Why Should Companies Use Digital Endpoints Across Clinical Development?

Click to Watch the Full Episode
Read the Full Story here

The traditional clinical trial model is often characterized by exorbitant costs, long timelines, and low success rates, thus demanding innovative reforms. Consequently, VivoSense, a leader in digital health technologies (DHTs), is developing and implementing DHT-based evidence from wearable sensors to enhance clinical research efficiency and efficacy.

Dr. Ieuan Clay, Director of Science at VivoSense, highlights the benefits of integrating DHT-based evidence into clinical trials. This integration can make trials faster, less costly, and more patient-centric.

Key Benefits of Digital Endpoints:

• Continuous Monitoring: DHT-based evidence from wearable sensors provides real-time, objective data from patients’ everyday lives, offering a clearer picture of disease progression and patient well-being.
• Cost and Time Efficiency: Furthermore, using DHT-based evidence can reduce sample sizes and trial durations, thereby cutting costs and speeding up decision-making processes.
• Patient Engagement: Moreover, these technologies foster greater patient engagement and improve quality-of-life assessments, which are valued by regulatory bodies like the FDA.

Implementation Value of DHT-based Evidence Across Drug Development Phases:

• Phase I: Continuous monitoring for safety insights and early detection of adverse events.
• Phase II: Provides detailed data for quicker evaluations of drug effectiveness and patient-centric endpoints.
• Phase III: Offers real-world data supporting market authorization and improved drug positioning.
• Phase IV: Ensures ongoing post-market surveillance with continuous insights into long-term drug effects.
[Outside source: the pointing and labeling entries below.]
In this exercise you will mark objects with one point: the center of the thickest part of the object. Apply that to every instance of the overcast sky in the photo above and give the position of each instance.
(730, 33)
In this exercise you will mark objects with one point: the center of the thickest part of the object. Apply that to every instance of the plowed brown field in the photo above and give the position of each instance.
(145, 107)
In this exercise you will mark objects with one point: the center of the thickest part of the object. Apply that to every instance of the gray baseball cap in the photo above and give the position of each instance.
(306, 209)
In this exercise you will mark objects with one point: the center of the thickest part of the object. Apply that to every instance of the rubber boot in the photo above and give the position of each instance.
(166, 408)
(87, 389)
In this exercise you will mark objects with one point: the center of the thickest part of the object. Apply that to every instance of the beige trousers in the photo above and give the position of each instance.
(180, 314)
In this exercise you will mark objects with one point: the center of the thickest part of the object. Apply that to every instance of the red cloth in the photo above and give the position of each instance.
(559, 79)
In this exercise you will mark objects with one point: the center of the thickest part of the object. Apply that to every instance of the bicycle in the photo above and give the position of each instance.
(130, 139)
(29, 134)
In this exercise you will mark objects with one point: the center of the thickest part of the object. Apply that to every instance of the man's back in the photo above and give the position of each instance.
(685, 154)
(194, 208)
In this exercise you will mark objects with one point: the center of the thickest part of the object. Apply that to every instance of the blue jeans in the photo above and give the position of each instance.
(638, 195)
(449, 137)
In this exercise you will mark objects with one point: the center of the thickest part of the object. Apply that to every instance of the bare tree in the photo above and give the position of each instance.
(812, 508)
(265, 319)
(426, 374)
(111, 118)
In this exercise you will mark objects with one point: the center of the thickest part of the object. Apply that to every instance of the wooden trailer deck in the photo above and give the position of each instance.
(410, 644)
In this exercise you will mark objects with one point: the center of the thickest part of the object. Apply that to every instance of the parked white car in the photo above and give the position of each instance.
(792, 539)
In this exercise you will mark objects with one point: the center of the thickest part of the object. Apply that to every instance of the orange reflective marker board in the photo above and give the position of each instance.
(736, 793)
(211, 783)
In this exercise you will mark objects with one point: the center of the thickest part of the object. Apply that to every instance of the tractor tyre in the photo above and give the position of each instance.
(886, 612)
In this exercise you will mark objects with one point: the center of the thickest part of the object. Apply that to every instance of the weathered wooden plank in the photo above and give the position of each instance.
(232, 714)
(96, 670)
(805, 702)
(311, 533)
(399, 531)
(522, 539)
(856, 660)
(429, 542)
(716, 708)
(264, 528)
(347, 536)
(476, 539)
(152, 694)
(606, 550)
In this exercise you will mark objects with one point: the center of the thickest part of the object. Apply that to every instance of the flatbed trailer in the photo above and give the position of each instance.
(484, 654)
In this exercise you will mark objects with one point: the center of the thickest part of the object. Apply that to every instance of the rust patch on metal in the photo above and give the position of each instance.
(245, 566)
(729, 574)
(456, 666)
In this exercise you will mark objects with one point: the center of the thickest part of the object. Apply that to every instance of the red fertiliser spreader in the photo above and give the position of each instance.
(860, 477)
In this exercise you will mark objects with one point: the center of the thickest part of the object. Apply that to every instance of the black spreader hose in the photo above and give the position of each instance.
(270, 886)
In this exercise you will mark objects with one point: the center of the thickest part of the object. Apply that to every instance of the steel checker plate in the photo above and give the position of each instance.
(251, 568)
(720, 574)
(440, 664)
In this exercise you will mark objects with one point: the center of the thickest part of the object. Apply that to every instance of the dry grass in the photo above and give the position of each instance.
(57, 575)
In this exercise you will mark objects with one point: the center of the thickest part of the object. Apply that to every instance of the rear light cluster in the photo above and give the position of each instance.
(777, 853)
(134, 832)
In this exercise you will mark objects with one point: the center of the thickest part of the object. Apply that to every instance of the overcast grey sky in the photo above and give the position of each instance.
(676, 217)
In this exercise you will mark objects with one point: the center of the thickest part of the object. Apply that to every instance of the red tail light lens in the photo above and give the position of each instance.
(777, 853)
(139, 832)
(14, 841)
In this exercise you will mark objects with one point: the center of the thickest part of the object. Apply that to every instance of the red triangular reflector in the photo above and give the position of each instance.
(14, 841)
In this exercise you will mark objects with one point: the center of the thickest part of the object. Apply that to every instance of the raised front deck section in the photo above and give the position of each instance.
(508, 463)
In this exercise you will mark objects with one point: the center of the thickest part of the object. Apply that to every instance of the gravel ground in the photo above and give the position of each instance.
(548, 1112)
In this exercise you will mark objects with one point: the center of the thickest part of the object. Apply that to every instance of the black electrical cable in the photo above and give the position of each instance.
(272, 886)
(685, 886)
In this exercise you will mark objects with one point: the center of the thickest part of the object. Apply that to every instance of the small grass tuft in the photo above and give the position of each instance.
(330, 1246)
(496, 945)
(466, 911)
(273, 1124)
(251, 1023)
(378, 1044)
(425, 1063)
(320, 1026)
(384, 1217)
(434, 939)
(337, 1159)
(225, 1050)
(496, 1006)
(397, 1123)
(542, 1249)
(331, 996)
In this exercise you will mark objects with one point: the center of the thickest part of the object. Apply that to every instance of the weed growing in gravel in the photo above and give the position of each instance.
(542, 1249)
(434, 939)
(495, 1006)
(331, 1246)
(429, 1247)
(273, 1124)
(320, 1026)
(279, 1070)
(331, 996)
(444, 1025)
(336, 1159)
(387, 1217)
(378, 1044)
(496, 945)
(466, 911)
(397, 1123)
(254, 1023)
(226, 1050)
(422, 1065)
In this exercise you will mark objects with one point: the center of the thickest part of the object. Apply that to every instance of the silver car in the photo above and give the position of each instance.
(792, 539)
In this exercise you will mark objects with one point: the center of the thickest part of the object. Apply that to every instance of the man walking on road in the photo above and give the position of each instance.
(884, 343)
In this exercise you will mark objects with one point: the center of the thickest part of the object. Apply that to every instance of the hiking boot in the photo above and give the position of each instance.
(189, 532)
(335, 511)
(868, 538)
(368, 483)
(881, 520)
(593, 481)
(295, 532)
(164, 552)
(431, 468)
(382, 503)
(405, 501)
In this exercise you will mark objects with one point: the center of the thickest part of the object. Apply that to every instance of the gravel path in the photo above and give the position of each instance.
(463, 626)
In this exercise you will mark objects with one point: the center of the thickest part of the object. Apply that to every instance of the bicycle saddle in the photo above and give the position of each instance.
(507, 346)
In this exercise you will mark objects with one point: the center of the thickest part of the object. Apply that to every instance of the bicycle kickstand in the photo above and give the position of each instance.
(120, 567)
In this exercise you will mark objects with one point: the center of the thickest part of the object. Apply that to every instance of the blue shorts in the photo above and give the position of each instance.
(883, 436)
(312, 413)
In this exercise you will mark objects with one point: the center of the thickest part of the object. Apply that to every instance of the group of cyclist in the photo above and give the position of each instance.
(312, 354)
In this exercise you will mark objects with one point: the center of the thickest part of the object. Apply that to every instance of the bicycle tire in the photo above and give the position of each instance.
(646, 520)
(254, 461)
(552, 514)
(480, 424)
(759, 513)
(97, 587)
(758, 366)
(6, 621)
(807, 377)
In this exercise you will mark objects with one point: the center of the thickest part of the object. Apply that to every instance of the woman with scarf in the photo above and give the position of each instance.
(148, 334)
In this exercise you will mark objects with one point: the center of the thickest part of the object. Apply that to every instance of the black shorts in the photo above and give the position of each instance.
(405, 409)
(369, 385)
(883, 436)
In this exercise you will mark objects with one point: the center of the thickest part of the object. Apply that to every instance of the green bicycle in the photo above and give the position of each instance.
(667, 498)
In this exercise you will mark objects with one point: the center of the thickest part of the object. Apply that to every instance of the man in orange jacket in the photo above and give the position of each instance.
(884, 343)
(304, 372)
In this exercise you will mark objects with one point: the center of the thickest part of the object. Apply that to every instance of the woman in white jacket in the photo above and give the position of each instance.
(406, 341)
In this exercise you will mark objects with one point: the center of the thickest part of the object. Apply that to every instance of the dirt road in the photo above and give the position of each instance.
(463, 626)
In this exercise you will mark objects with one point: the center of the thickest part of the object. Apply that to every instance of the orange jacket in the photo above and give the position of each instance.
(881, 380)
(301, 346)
Practical Considerations for DHT-based Evidence Integration:

• Early Planning: It is crucial to engage early to tailor DHT-based evidence to specific study needs.
• Technology Selection: Additionally, assess the health outcomes and the technology’s capacity to capture them accurately.
• Patient-Centric Design: Ensure ease of use and integration into daily routines.
• Symptom-to-Sensor Mapping: Ensure clinically meaningful measurements.
• Regulatory Compliance: Meet regulatory standards and validate DHT-based evidence.
• Foundational Research: Conduct preliminary studies to establish the validity and relevance of novel DHT-based evidence.

Future Directions:

Dr. Clay is optimistic about the future of distinguishing DHT-based evidence from the hardware itself in clinical trials. Technological advancements and regulatory recognition will drive this future. Additionally, multi-sensor devices and standardized frameworks from organizations like the Digital Medicine Society and the FDA support broader adoption. Consequently, these advancements promise to transform clinical trials to better reflect real-world patient experiences.

In summary, integrating DHT-based evidence can enhance data quality, patient engagement, and overall efficiency of clinical trials, ultimately leading to more effective and personalized therapies.